"W hat are you doing for your chesed project this year?” Chaya asked Rivky.

Binah High School had mandatory chesed hours that every girl was responsible to complete before moving up to the next grade. Rivky had been babysitting for the same family since ninth grade, and now that three years had passed and she was actually — finally! — a senior, she was ready for a different experience. After all, shouldn’t her last year in high school be different and exciting in every way?

“I want it to be really special, not just run-of-the-mill babysitting, know what I mean?” Rivky rejoined. “I’m just tired of the same-old-same-old.”

“Got it,” Chaya said, nodding. “But what can you do that’s unique?”

“I had this brainstorm,” Rivky shared, leaning close to her best friend. “How does this grab you? I want to offer free math tutoring to elementary kids by phone. I’ll post my hours — let’s say, twice a week in the evenings — and then kids can call in and I’ll help them.”

“Wow!” Chaya whistled, visibly impressed. “That’s a phenomenal idea! Good luck with it.”

“Thanks,” Rivky said, and her left dimple made its appearance alongside her grin. “I hope this takes off.”
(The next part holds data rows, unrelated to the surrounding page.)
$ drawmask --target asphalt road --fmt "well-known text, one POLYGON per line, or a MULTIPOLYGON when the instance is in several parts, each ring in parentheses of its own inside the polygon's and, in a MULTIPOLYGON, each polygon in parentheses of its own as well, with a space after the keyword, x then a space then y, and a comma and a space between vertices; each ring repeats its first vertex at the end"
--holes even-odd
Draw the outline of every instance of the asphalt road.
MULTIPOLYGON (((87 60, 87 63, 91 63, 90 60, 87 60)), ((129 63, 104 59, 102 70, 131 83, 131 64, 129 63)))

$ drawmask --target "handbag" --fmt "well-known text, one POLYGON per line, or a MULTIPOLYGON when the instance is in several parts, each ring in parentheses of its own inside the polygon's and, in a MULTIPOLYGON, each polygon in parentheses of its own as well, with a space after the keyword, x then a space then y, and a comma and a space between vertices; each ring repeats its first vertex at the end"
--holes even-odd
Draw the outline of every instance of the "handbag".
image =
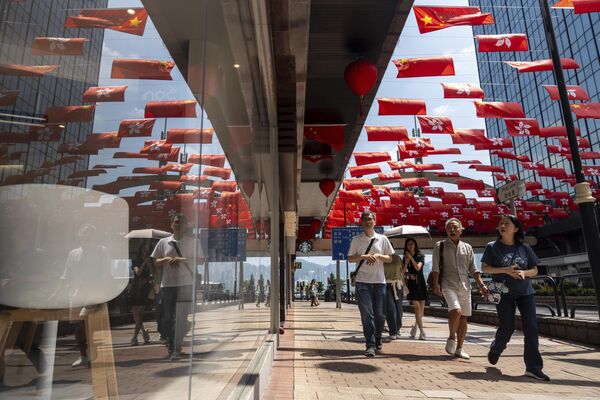
MULTIPOLYGON (((365 252, 363 253, 363 255, 369 254, 369 251, 371 251, 371 246, 373 246, 373 242, 374 241, 375 241, 375 238, 371 239, 371 242, 367 246, 367 249, 365 250, 365 252)), ((352 286, 356 285, 356 275, 358 274, 358 271, 360 270, 360 267, 362 267, 363 262, 365 262, 365 260, 360 260, 360 262, 358 263, 358 266, 356 267, 356 269, 350 273, 350 284, 352 286)))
One day later, a colorful poster caught Shevi Goldfeder’s eye. Shevi was in seventh grade at Torah Institute, and math was her nemesis. Show her a decimal point or a negative integer, and she began feeling like she was swimming underwater, her lungs gasping for air. Her teachers were threatening to hold her back if she didn’t pull a passing grade for the remainder of the year. And her parents insisted that if that were to happen, she would spend the entire summer with tutors — she could forget about sleepaway camp.

Shevi gulped. Why did life have to be so hard? But in a whoosh of fresh air, along came Rivky Klein’s offer. It seemed like a hand was stretching down from Shamayim to literally save her life. If she could just make it until eight o’clock tonight, maybe her whole life would do an about face.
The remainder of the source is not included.